The Alliance Defending Freedom, a conservative legal nonprofit that has argued religious liberty cases at the U.S. Supreme Court level, celebrated the bill's passing.
ADF legal counsel Greg Chafuen said in a statement Tuesday that houses of worship “provide soul-sustaining operations that are essential to our society and protected by the First Amendment.”
“While public officials have the authority and responsibility to protect public health and safety, the First Amendment prohibits the government from treating houses of worship and religious organizations worse than shopping centers, restaurants, or gyms,” stated Chafuen.

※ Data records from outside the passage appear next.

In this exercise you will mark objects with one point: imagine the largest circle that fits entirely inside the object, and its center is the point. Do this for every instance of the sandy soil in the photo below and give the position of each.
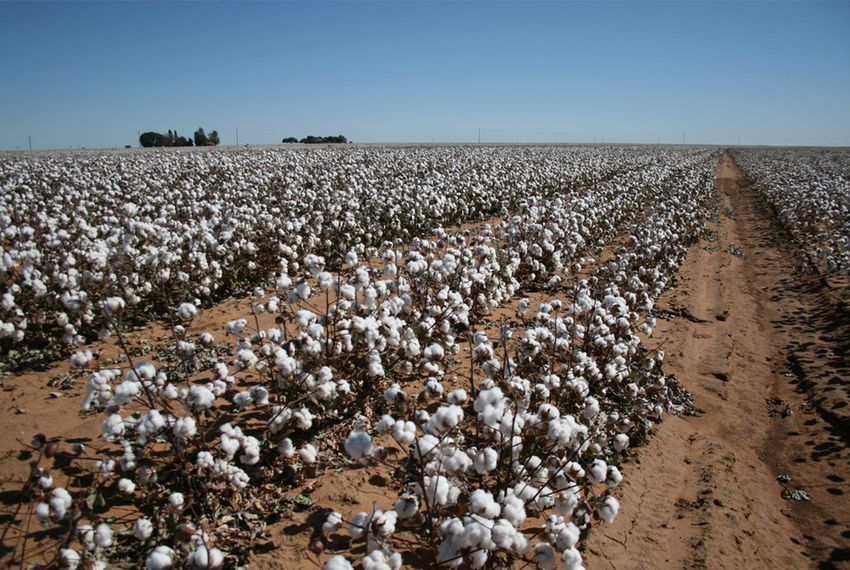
(759, 336)
(749, 335)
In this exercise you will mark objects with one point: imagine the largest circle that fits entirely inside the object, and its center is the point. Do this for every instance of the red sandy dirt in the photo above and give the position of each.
(760, 335)
(750, 331)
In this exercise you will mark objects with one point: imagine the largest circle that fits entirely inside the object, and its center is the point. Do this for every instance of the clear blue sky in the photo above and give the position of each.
(94, 74)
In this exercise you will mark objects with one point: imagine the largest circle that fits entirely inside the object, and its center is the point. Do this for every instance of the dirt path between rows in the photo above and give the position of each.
(762, 347)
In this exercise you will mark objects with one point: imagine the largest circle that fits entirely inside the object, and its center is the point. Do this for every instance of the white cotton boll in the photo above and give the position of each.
(308, 453)
(42, 511)
(208, 558)
(386, 422)
(597, 471)
(176, 502)
(142, 529)
(457, 396)
(358, 445)
(383, 523)
(81, 359)
(394, 394)
(407, 506)
(608, 510)
(185, 428)
(205, 460)
(162, 558)
(357, 527)
(621, 442)
(286, 448)
(126, 486)
(482, 503)
(513, 509)
(332, 523)
(113, 306)
(103, 535)
(567, 537)
(544, 556)
(69, 559)
(614, 477)
(187, 311)
(382, 560)
(485, 460)
(338, 562)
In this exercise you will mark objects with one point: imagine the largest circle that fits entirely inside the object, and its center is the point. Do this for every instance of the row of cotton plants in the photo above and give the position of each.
(810, 192)
(157, 228)
(510, 430)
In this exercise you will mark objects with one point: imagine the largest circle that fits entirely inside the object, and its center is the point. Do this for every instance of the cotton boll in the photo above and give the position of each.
(482, 503)
(308, 453)
(544, 556)
(207, 558)
(613, 477)
(176, 502)
(142, 529)
(407, 506)
(338, 562)
(69, 559)
(597, 471)
(621, 442)
(103, 535)
(358, 445)
(608, 510)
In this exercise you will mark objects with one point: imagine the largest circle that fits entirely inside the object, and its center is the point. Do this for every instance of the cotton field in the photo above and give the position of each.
(472, 325)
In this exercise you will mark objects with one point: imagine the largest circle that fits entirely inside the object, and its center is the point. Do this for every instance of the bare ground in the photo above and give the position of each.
(760, 339)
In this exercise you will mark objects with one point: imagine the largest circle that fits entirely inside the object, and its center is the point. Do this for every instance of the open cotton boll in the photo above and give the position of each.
(407, 506)
(597, 471)
(338, 562)
(207, 558)
(481, 502)
(382, 560)
(358, 445)
(613, 477)
(608, 510)
(162, 558)
(69, 559)
(184, 428)
(142, 529)
(176, 502)
(621, 442)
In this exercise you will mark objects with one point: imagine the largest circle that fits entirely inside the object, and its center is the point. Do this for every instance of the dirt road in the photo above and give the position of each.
(763, 349)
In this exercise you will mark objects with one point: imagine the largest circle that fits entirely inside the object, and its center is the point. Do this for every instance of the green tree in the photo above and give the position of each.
(201, 137)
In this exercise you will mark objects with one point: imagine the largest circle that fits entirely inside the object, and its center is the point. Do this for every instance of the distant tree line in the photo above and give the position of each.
(311, 139)
(171, 138)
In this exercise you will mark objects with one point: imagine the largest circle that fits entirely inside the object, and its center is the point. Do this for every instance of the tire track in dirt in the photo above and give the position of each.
(703, 493)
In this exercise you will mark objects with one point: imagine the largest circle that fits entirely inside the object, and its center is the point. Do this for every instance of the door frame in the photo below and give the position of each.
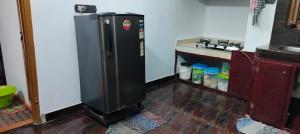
(29, 57)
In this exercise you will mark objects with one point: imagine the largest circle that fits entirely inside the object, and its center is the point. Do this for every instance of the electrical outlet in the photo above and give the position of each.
(85, 8)
(270, 1)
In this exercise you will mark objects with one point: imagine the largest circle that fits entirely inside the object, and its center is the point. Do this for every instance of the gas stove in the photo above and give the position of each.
(220, 44)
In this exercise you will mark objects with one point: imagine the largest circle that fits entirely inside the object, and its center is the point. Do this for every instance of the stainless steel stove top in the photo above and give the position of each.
(220, 44)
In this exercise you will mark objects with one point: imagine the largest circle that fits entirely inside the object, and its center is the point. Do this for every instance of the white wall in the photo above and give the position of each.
(260, 34)
(11, 47)
(226, 19)
(55, 41)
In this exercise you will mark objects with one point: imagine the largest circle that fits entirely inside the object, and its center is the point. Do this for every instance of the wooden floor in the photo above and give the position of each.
(189, 110)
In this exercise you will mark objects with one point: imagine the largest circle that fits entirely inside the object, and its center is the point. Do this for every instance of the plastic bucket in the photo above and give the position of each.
(7, 95)
(211, 77)
(225, 68)
(223, 82)
(198, 71)
(185, 71)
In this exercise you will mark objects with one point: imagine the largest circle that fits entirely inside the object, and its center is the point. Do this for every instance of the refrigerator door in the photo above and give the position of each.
(129, 41)
(109, 63)
(89, 60)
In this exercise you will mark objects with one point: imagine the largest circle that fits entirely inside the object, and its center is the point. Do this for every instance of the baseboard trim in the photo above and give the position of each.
(62, 112)
(155, 82)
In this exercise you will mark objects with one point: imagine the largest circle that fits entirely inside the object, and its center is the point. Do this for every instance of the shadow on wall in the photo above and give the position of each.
(203, 2)
(228, 3)
(156, 70)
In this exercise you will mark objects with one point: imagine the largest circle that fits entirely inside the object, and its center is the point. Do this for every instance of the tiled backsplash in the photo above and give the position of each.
(282, 35)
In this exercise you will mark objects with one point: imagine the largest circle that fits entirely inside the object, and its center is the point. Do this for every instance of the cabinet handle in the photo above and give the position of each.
(284, 74)
(251, 105)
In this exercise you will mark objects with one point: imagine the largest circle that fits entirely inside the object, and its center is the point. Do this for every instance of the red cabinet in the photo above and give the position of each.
(241, 76)
(272, 91)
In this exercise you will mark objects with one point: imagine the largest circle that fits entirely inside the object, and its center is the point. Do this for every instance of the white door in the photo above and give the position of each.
(12, 49)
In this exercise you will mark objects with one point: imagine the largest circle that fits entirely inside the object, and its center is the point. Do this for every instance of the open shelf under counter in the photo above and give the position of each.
(204, 53)
(201, 87)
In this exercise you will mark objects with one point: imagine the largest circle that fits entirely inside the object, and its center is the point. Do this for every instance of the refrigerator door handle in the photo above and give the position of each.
(108, 33)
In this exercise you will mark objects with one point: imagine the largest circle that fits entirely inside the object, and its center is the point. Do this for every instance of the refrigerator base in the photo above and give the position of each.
(107, 119)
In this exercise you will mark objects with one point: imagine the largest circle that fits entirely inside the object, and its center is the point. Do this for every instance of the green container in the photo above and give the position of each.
(7, 95)
(198, 71)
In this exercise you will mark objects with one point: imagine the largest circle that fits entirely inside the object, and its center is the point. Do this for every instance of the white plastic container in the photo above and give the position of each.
(185, 71)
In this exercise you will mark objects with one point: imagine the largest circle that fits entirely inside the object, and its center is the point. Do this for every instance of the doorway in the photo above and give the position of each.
(24, 38)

“HB 43 makes it clear that officials cannot discriminate against religious operations, including during a public crisis. We commend Gov. Beshear and the Kentucky Legislature for taking this significant step to defend religious liberty for all Kentuckians.”
During the COVID-19 pandemic, many and local state governments were accused of treating churches worse than comparable secular entities in their various lockdown policies aimed at mitigating the spread of the coronavirus.
In November 2020, the U.S. Supreme Court ruled 5-4 in Roman Catholic Diocese of Brooklyn v. Cuomo that certain New York restrictions had unfairly singled out religious groups.
“Members of this Court are not public health experts, and we should respect the judgment of those with special expertise and responsibility in this area. But even in a pandemic, the Constitution cannot be put away and forgotten,” stated the majority.
“The restrictions at issue here, by effectively barring many from attending religious services, strike at the very heart of the First Amendment’s guarantee of religious liberty.”
In other states, governments have had to pay out settlements in response to lawsuits filed on behalf of churches and other religious organizations who felt their First Amendment rights were violated because their congregations couldn’t gather due to restrictions against large gatherings.
Last May, California paid $1.35 million to settle a lawsuit filed by Harvest Rock Church against COVID-19 policies.
Kentucky is not the first state to pass a law aimed at limiting the ability of state agencies to enact emergency orders that place stricter restrictions on religious bodies than comparable secular entities.
In March 2021, North Dakota passed a law stating state officials can’t treat “religious conduct more restrictively than any secular conduct of reasonably comparable risk, unless the government demonstrates through clear and convincing scientific evidence that a particular religious activity poses an extraordinary health risk.”